Which are the gap to fill?
How does HASO fill these gaps?
What does HASO enable that the mentioned resources do not?
The authors should answer to these questions into the paper in order to clarify the reader's mind about the importance of the work proposed in this paper how it advances the state of the art.
In Section 2 there are also other minor issues to fix:
- when SentiStrenghts is mentioned for the first time in Section 2.1, the reference has to be provided;
- concerning the Emotive Ontology, it is not necessary to report the reference[11] twice. One when the resource is mentioned for the first time is enough.
- reference to SenticNet is wrong: SenticNet 5 has been released and also its metamodel OntoSenticNet. The authors may find details here:
Mauro Dragoni, Soujanya Poria, Erik Cambria: OntoSenticNet: A Commonsense Ontology for Sentiment Analysis. IEEE Intelligent Systems 33(3): 77-85 (2018)
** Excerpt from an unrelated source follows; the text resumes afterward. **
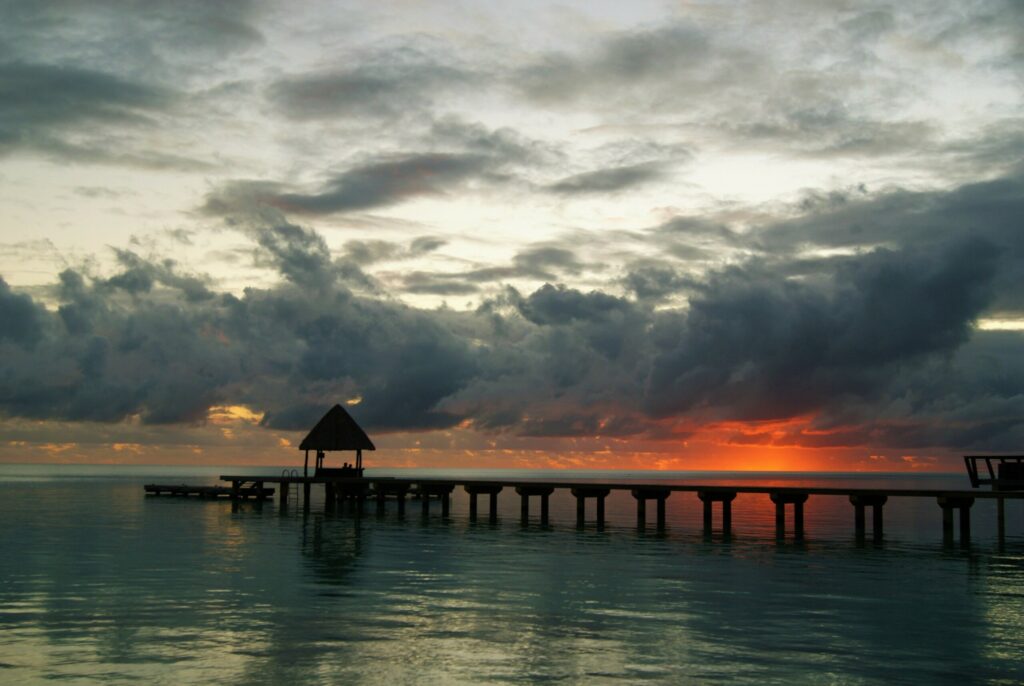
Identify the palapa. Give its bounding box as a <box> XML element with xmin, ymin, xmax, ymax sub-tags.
<box><xmin>299</xmin><ymin>404</ymin><xmax>377</xmax><ymax>476</ymax></box>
Erik Cambria, Soujanya Poria, Devamanyu Hazarika, Kenneth Kwok: SenticNet 5: Discovering Conceptual Primitives for Sentiment Analysis by Means of Context Embeddings. AAAI 2018
- reference [12] is not proper for a scientific journal. Archival non-peer-reviewed paper has not been used as references.

2. ONTOLOGY CONSTRUCTION
Section 3 presents the ontology process.
This section should be re-organized in the following way:
- a first part where the seven phases of METHONTOLOGY are clearly described and the modeling process detailed;
- a second part where the main concepts of the ontology are presented;
- a third part describing how the ontology enables a reasoning process that is original with respect to the state of the art.

3. USEFULNESS
The evaluation part is quite weak.
First, the effectiveness of the ontology should be compared with other state of the art resources (e.g. the ones mentioned in Section 2) and the impact of reasoning activities on the ontology should be demonstrated.
Second, further datasets should be used. The SemEval one is quite small.
I invite the authors to validate the ontology on the DRANZIERA dataset:
- Mauro Dragoni, Andrea Tettamanzi, Célia da Costa Pereira: DRANZIERA: An Evaluation Protocol For Multi-Domain Opinion Mining. LREC 2016
After the comparison with other resources and the validation on wider datasets, a comparison of the HASO ontology with machine learning approaches could be presented.
Finally, a discussion on the error analysis should be reported.